This capital-heavy structure suggests a strategic intent to drive development through project execution, though its success hinges entirely on effective implementation and revenue generation.
The increase from the original proposal stemmed from the legislative review process. Mr. Oluwole Ogunmolasuyi, Chairman of the House Committee on Finance and Appropriation, reported that while the committee exercised restraint on most additional funding requests from Ministries, Departments, and Agencies (MDAs), it approved upward revisions in “a few critical areas.” This highlights the legislature’s power of the purse and its role in reprioritizing executive spending plans based on its own assessments.
Ogunmolasuyi also issued a crucial directive to MDAs: to strengthen their Internally Generated Revenue (IGR). This remark points to a universal challenge for Nigerian states—over-reliance on federal allocations—and signals an expectation for agencies to become more financially self-sufficient. His concurrent call for improved funding for staff training underscores the link between a skilled bureaucracy and effective revenue collection and project management.

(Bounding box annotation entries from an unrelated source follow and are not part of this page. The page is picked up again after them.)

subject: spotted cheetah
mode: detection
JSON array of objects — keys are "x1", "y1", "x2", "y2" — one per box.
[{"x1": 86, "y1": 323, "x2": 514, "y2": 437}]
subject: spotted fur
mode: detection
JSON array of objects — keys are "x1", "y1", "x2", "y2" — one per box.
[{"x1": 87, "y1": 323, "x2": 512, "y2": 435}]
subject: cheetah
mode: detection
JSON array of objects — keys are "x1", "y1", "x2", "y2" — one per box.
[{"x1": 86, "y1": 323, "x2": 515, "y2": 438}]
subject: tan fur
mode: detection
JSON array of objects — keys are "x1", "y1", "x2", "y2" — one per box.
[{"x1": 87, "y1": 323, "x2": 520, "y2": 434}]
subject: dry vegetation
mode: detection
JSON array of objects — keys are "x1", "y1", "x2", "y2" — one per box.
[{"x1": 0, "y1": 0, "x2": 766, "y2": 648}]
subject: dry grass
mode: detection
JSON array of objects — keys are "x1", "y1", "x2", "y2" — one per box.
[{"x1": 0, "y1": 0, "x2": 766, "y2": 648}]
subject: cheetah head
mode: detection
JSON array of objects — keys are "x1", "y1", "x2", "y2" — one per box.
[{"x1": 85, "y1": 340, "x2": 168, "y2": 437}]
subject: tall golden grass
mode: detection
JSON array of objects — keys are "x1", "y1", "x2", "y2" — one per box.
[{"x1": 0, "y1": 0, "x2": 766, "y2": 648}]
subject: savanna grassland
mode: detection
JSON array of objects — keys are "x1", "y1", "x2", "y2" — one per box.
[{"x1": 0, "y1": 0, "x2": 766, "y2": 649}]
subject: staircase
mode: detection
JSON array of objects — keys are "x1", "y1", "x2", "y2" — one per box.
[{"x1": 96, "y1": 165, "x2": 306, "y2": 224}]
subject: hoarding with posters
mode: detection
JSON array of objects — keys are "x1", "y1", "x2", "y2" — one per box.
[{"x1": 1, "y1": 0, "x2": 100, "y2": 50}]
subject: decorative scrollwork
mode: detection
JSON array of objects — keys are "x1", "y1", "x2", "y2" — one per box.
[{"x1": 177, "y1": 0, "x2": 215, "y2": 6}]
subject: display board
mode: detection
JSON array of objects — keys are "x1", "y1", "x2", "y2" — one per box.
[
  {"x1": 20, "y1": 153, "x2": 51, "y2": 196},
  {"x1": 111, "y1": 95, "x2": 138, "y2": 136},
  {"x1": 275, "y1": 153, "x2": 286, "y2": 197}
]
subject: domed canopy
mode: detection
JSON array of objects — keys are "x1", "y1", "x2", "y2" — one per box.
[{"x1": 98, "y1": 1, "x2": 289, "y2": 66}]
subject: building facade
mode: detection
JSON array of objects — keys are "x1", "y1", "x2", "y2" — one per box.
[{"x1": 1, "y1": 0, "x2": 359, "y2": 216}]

In his address, the Speaker, Chief Olamide Oladiji, framed the budget as a tool to “strengthen economic growth in the state.” He promised continued collaboration with the executive branch and, importantly, committed the Assembly to monitoring the budget’s implementation. This post-passage oversight is vital, as a budget’s worth is determined not by its figures on paper, but by the tangible projects and services it delivers to citizens. Oladiji’s promise seeks to address the common gap between appropriation and execution in public finance.
The Assembly has now entered a six-week recess, following what the Speaker described as a year of milestone achievements and people-oriented legislation. The focus now shifts to the executive arm to begin the complex task of executing this N524 billion plan, a process that will test the state’s administrative capacity and revenue resilience in the year ahead.